- Born: 30 June 1923 Moscow, Russian SFSR, Soviet Union (present-day Russia)
- Died: 6 October 1995 (aged 72) Moscow, Russia
- Genres: Space age pop, easy listening
- Occupation(s): Composer, arranger, keyboardist, conductor
- Instrument(s): Synthesizer, piano
- Years active: 1957–1990

= Vyacheslav Mescherin =

Soviet-Russian musician (1923–1995)

Vyacheslav Valerianovich Mescherin (Note: Вячеслав Валерианович Мещерин) (30 June 1923 – 6 October 1995) was a Soviet and Russian musician and composer, founder of Vyacheslav Mescherin's Orchestra of Electronic Instruments that performed space age pop and easy listening music.

==Biography==
A veteran of World War II, Vyacheslav received Order of the Red Star and Medal "For Courage". After the war, Mescherin graduated from Gnessin State Musical College and worked on the radio. In 1957 he founded the Orchestra of Electronic Instruments, also informally known as the Vyacheslav Mescherin Orchestra. The orchestra used various electronic instruments, such as theremins, electronic organs and early synthesisers.

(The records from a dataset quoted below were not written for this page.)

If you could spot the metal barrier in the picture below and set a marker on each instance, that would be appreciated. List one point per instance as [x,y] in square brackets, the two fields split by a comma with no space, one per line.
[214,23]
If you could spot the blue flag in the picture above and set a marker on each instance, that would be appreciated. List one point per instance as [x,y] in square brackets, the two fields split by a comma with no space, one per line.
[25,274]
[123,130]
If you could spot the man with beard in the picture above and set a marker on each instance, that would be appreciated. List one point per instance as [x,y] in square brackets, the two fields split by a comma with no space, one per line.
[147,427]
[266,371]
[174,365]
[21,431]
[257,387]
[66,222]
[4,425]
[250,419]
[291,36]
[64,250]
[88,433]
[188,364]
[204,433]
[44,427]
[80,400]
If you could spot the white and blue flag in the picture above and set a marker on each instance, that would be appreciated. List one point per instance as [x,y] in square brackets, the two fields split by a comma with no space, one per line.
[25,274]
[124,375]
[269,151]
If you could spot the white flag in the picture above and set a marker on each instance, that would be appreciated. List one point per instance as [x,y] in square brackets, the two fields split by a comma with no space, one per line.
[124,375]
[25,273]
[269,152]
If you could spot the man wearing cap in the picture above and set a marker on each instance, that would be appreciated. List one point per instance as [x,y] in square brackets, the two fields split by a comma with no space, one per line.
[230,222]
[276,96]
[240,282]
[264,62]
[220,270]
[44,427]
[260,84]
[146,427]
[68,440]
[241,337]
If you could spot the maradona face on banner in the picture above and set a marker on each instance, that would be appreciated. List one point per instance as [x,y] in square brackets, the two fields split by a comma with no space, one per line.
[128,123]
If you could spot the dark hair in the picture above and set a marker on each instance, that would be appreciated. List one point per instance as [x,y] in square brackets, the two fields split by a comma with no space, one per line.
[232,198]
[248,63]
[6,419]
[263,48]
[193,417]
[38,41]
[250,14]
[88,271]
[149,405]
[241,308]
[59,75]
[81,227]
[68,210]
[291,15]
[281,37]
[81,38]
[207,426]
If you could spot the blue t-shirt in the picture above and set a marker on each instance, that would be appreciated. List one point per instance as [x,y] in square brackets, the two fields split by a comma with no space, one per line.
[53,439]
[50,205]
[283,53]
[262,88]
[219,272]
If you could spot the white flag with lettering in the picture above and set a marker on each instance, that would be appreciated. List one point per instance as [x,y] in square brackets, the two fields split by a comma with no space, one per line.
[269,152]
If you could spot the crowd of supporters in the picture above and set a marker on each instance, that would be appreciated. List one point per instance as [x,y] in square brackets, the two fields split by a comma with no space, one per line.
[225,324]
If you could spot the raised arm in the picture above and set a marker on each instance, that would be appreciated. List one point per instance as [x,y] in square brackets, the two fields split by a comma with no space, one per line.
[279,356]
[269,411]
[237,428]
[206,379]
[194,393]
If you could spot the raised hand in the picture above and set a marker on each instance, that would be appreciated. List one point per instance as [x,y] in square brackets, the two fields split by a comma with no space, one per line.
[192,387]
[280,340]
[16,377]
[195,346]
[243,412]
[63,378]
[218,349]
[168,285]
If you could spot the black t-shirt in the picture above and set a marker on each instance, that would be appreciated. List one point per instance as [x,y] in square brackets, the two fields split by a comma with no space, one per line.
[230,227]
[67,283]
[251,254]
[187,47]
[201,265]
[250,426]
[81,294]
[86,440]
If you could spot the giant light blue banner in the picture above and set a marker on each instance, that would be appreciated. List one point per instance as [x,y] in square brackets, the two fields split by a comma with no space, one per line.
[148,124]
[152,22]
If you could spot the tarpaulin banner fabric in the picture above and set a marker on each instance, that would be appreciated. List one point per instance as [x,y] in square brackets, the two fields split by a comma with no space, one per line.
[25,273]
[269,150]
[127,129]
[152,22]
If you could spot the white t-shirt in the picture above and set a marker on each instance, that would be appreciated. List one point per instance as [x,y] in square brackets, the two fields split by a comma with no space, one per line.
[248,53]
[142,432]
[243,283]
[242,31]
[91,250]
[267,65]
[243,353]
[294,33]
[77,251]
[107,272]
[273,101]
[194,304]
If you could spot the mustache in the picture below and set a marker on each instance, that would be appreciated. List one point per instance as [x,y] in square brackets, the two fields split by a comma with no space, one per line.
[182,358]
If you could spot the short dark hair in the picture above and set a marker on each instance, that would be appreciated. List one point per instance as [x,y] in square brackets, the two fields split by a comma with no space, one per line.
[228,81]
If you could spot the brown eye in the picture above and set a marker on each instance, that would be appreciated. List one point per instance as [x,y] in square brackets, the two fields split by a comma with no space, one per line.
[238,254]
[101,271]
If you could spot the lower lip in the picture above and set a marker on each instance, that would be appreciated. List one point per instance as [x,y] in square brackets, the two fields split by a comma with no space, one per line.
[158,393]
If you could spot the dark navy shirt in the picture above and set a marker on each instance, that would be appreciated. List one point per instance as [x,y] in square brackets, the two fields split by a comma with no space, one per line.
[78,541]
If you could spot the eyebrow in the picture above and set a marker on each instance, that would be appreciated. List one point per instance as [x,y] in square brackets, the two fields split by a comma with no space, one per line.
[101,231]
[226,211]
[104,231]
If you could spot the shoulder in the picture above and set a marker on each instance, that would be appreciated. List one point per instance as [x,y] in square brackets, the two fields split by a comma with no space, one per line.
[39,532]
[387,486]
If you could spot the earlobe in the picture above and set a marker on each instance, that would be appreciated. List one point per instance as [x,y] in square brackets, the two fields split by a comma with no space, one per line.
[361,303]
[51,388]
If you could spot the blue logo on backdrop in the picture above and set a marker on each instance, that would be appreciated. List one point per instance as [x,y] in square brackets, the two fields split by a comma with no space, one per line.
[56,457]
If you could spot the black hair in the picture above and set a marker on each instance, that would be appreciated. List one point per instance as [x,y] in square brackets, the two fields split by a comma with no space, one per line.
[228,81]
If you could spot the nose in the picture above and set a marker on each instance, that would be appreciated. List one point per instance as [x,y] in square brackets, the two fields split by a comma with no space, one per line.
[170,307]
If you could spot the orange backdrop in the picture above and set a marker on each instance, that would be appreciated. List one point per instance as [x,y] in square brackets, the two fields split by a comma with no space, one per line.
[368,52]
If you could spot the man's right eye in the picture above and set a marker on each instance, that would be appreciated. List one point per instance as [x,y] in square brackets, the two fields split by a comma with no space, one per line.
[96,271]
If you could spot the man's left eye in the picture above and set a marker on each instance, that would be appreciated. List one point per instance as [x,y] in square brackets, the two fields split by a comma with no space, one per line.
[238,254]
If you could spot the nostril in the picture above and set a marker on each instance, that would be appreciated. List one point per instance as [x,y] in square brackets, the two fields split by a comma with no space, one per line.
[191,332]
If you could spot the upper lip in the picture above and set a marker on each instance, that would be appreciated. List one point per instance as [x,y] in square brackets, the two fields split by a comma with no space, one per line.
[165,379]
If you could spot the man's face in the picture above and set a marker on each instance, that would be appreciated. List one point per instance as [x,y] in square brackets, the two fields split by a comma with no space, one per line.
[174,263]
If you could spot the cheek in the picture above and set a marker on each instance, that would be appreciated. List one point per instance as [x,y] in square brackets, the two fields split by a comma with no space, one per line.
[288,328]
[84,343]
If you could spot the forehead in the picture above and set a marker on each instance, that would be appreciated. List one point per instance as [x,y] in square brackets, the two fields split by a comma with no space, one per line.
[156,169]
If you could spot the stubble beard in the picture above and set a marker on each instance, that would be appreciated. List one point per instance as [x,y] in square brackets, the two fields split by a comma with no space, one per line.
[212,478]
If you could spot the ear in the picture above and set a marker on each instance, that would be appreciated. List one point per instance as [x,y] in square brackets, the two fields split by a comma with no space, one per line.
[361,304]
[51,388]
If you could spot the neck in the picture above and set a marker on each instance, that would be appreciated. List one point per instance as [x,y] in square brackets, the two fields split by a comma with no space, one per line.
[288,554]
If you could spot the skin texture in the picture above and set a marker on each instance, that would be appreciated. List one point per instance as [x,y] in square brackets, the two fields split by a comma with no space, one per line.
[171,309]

Vyacheslav composed some of the music, but also arranged electronic versions of folk tunes and Western songs, such as Bimbo Jet and Popcorn.

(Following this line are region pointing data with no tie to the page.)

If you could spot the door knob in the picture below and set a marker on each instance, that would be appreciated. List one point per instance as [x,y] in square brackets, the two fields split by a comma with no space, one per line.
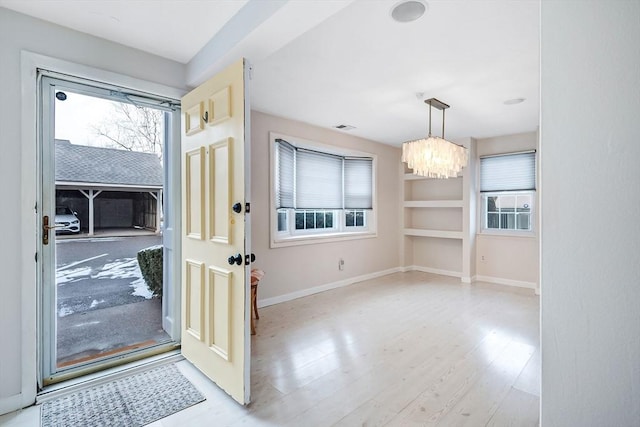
[237,259]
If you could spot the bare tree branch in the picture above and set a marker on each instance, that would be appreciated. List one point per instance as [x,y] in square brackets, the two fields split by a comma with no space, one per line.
[132,128]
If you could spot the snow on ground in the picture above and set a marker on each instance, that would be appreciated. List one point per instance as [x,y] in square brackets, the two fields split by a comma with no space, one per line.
[64,311]
[95,303]
[72,275]
[124,268]
[141,289]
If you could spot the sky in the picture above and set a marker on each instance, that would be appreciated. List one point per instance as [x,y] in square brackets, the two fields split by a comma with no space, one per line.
[76,115]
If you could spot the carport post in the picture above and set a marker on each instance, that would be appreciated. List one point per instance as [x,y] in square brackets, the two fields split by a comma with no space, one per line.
[91,196]
[158,197]
[158,210]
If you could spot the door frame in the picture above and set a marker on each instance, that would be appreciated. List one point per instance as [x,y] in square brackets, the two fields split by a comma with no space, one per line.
[49,83]
[30,63]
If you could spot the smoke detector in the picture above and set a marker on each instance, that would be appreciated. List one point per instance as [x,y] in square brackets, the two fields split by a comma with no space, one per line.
[344,127]
[408,10]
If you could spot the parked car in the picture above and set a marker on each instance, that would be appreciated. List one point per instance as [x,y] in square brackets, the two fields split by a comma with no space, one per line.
[66,220]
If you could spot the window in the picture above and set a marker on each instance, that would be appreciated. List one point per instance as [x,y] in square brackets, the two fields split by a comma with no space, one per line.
[507,186]
[320,194]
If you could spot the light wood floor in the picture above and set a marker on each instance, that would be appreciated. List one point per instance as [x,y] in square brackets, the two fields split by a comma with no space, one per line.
[408,349]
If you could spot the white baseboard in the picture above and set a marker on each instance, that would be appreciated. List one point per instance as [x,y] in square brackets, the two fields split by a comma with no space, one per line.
[350,281]
[317,289]
[507,282]
[433,271]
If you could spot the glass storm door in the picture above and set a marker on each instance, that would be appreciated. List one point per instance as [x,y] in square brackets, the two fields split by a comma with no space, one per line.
[107,227]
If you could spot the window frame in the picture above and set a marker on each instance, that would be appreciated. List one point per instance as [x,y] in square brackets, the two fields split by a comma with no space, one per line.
[507,231]
[339,231]
[483,195]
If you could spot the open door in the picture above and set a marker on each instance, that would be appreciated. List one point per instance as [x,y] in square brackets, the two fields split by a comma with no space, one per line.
[215,239]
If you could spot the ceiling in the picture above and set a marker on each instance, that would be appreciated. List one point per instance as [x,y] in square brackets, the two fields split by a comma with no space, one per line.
[342,61]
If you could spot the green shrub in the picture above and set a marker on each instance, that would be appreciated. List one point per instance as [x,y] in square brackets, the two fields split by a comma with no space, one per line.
[150,261]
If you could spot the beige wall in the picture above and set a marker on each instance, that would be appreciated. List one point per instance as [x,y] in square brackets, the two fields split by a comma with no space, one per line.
[297,270]
[507,259]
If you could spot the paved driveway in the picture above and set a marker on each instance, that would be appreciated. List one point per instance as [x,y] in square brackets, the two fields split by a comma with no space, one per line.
[103,303]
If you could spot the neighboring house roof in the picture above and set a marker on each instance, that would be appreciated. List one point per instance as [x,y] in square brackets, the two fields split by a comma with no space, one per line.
[84,164]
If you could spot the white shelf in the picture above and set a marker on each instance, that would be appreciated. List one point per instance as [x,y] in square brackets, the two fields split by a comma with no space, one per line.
[442,234]
[433,203]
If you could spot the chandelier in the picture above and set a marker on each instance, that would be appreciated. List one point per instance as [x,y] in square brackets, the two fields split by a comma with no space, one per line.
[434,157]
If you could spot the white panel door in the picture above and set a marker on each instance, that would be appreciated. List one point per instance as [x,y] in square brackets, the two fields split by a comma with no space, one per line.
[215,241]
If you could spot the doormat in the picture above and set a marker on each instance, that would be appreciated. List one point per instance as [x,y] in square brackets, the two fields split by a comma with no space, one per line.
[131,401]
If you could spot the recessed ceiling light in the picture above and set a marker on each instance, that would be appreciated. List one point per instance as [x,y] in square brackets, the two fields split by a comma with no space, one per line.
[408,10]
[514,101]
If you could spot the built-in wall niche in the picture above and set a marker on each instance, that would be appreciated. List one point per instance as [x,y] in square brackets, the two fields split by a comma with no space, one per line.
[433,189]
[446,219]
[437,255]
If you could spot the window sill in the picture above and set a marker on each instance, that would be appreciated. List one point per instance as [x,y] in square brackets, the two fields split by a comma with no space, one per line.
[505,233]
[321,238]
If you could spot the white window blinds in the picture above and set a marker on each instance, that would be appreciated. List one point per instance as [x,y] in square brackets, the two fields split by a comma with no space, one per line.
[318,180]
[508,172]
[307,179]
[285,173]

Initial critical reaction in conservative Soviet media was mixed; a newspaper parody article joked that "Mescherin makes clothes irons play Tchaikovsky's Concerto No. 1". But with time, Mescherin conquered a wider fan base and received many state awards, including the title of People's Artist of the RSFSR. Yuri Gagarin, the first human in space, was a fan of the Orchestra. Alexey Leonov stated: "The music of electric musical instruments perfectly corresponds to the state that I experienced in outer space. Mescherin's music was often used as a background in elevators and waiting halls, as well as on television. Many of his compositions were included in popular animated series Well, Just You Wait! and the 1959 science fiction film Nebo Zovyot. The Mescherin Orchestra remained active until 1990.

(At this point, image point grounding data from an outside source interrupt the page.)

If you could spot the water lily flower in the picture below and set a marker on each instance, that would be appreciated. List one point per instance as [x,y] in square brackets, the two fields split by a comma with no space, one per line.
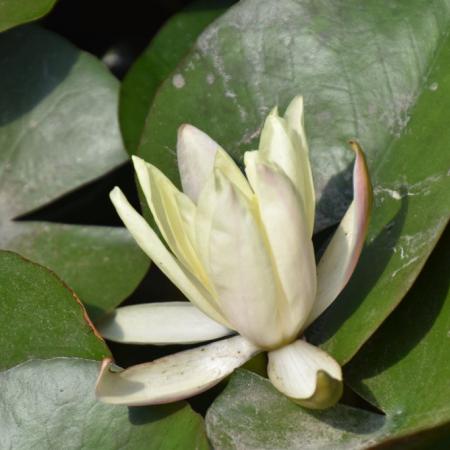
[240,249]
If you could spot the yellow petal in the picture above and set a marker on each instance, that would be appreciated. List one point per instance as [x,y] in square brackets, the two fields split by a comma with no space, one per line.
[149,242]
[283,142]
[287,232]
[173,213]
[160,324]
[339,260]
[238,262]
[306,374]
[173,377]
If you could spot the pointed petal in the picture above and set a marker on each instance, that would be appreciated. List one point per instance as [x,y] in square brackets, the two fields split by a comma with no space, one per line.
[195,153]
[225,163]
[149,242]
[173,377]
[287,231]
[339,260]
[173,213]
[160,324]
[283,142]
[238,262]
[306,374]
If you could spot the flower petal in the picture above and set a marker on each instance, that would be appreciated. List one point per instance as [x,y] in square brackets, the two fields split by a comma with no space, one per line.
[287,231]
[306,374]
[238,261]
[160,324]
[174,214]
[173,377]
[283,142]
[149,242]
[339,260]
[195,154]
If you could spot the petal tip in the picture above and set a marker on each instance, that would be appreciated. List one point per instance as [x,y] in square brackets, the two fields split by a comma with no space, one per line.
[327,393]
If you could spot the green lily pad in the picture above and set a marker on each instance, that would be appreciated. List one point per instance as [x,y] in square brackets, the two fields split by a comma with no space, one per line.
[51,404]
[17,12]
[40,316]
[59,131]
[403,370]
[159,59]
[359,66]
[375,71]
[412,208]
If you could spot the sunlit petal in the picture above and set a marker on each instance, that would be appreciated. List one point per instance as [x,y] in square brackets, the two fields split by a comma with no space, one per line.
[339,260]
[149,242]
[160,324]
[306,374]
[173,377]
[238,262]
[283,142]
[173,212]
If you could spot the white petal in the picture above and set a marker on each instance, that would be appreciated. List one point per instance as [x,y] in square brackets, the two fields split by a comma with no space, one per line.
[160,324]
[287,232]
[174,214]
[173,377]
[149,242]
[283,142]
[238,262]
[195,153]
[306,374]
[339,260]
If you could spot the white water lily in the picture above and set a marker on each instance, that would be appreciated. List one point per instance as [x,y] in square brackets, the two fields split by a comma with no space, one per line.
[240,249]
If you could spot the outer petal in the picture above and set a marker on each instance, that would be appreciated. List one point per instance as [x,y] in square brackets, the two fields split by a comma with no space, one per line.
[238,262]
[306,374]
[155,249]
[283,142]
[173,377]
[197,155]
[287,231]
[160,324]
[339,260]
[173,212]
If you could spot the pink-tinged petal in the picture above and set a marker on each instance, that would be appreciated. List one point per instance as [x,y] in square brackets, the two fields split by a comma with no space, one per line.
[341,256]
[287,231]
[306,374]
[160,324]
[173,377]
[173,212]
[195,154]
[149,242]
[283,143]
[238,261]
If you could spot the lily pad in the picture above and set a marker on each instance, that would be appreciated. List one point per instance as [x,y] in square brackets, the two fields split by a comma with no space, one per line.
[51,404]
[40,316]
[360,67]
[412,208]
[59,131]
[404,373]
[375,71]
[159,59]
[17,12]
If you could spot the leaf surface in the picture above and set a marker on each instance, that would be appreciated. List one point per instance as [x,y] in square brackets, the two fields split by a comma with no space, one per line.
[59,131]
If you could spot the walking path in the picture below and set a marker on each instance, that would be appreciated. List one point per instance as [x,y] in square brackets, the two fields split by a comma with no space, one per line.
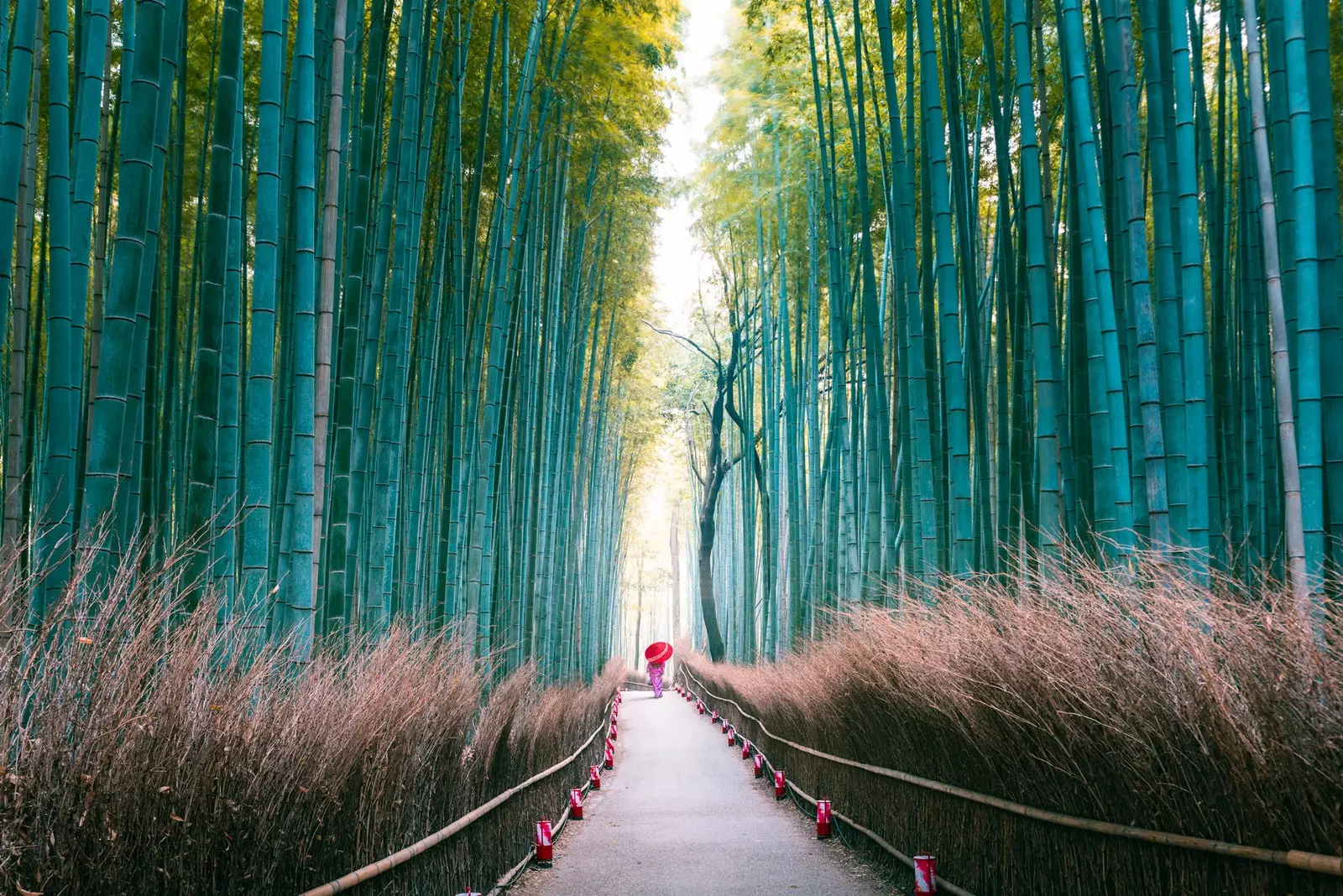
[682,815]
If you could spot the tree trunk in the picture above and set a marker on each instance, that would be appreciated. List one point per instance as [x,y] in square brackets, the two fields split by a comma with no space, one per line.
[705,564]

The Vyacheslav Mescherin Orchestra had produced over 1,000 music tracks, all of which are archived in the old Soviet Sound Recording Museum in Moscow. Mescherin's music has been collected in two albums entitled Easy USSR Volumes I and II (1960s and 1970s, and 1970s and 1980s, respectively), which became the subject of the BBC Radio 4 documentary Tim Key's Easy USSR in which Tim Key explains his obsession with Mescherin’s music.